Saffron has been appointed the branding agency for London. Which is a crying shame for London and yet another abuse and distortion of the hitherto useful commercial concept of branding. Here at Grumpy Manor, the idea of branding London is indeed strange to us.

You can’t brand the ocean, you can’t brand nature, you can’t brand Caravaggio, or Mozart, or Shakespeare. You can’t brand the atom bomb. Or Einstein. Or Plato. Or John Lennon or Charles Dickens. Or Germany or Paraguay or the Matterhorn. And those God brand wars have been an unmitigated fucking disaster.

Branding is about imbuing trivial, generally inanimate things with emotional attributes (and yes, in the scheme of things the sacred iPad and BMWs are trivial things) and convincing people to pay more for them than the cost of their manufacture and sales. It’s brilliant; it keeps the economy ticking over and the money going round.
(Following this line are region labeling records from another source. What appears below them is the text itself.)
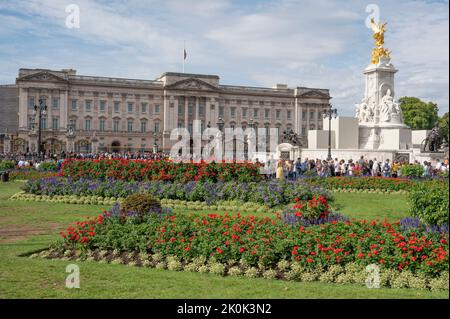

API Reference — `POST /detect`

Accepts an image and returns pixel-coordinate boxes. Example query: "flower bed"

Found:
[10,192,274,213]
[23,178,332,207]
[304,177,445,192]
[9,169,58,181]
[61,159,261,182]
[40,203,448,289]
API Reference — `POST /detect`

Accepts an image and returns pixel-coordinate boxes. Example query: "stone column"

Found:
[184,96,189,128]
[19,88,28,130]
[3,134,11,153]
[59,90,69,131]
[194,96,200,120]
[163,92,170,134]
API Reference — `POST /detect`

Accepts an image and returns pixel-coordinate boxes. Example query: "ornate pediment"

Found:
[166,78,218,91]
[300,90,330,99]
[17,71,67,82]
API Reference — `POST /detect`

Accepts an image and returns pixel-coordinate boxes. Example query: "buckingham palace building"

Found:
[8,69,330,153]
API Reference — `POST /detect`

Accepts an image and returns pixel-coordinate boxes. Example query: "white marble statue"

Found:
[380,89,403,124]
[356,98,374,123]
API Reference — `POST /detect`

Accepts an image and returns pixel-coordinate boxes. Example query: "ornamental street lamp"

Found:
[323,103,337,161]
[216,117,225,161]
[33,99,47,161]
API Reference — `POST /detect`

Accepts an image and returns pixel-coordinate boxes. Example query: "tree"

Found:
[398,96,439,130]
[439,112,449,143]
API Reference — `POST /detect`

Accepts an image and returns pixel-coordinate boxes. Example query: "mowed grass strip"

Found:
[0,183,449,299]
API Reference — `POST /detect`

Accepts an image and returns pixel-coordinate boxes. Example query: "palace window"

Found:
[178,104,184,115]
[113,120,120,132]
[28,117,34,130]
[230,107,236,117]
[99,119,105,132]
[141,121,147,133]
[100,101,106,113]
[141,103,147,113]
[84,119,91,131]
[85,101,92,112]
[114,102,120,113]
[28,96,36,109]
[69,119,77,130]
[41,116,47,130]
[52,117,59,130]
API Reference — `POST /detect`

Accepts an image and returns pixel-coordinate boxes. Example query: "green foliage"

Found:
[439,112,449,143]
[120,193,162,219]
[399,96,439,130]
[409,180,449,226]
[38,162,56,172]
[0,160,16,172]
[400,164,424,177]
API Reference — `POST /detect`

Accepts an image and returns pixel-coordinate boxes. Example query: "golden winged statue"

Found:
[370,18,390,64]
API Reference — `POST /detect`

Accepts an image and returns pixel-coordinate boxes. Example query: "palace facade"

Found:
[14,69,330,152]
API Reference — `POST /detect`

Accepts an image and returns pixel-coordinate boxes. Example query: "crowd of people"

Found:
[0,152,449,180]
[275,156,449,180]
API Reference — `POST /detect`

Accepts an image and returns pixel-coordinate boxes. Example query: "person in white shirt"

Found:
[372,158,378,176]
[436,159,443,171]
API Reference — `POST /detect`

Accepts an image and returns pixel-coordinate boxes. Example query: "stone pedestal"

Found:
[359,125,412,150]
[323,116,359,149]
[308,130,336,149]
[411,130,430,149]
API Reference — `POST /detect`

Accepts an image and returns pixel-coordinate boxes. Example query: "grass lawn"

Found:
[333,193,410,221]
[0,183,449,299]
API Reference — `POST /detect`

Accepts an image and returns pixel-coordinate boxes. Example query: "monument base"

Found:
[359,125,413,150]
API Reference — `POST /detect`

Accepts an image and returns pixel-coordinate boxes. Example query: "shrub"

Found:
[408,181,449,226]
[400,164,424,178]
[0,160,16,172]
[120,193,162,219]
[63,214,448,278]
[38,162,56,172]
[23,178,332,210]
[61,159,261,183]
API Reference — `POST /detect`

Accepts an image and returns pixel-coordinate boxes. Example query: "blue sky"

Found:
[0,0,449,115]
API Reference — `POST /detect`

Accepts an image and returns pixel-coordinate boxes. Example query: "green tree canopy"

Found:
[398,96,439,130]
[439,112,449,142]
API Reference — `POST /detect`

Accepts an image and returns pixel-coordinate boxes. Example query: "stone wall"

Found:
[0,85,19,134]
Why didn’t someone challenge brand-mad Boris and say something to the effect of, “Look you shambolic Etonian git masquerading as a charming buffoon (that might actually be a tautology), what do you really want to accomplish? Jack up visits to art galleries? Get businesses to fill up your office towers? Hype the Olympics? Sell more tickets to the opera? Fill the Ripper tour buses? Convince Americans to stay in overpriced hotels and shell out for the pricey seats at the football? Twickenham? Wimbledon? Fill the pubs and restaurants?”

Branding is not a synonym for marketing. Any and all of those things might be accomplished with creative marketing and communications programmes. But you can’t brand London because no one has the capacity to imagine all the things London is or can be. Branding is about reducing something, simplifying it. Which is an extraordinarily dumb idea for London. The story of London is millennia in the telling. I’m pretty sure there isn’t an evolving trans-media brand narrative that will come close to capturing it.

This is from the Saffron’s website:

This is a call for authenticity. For keeping it real. We come across too many new brands that don’t feel right for a company we know well. This is because these brands are not authentic.

I suspect yet another “non-authentic brand” “that doesn’t feel right” is about to be foisted on a brand weary world.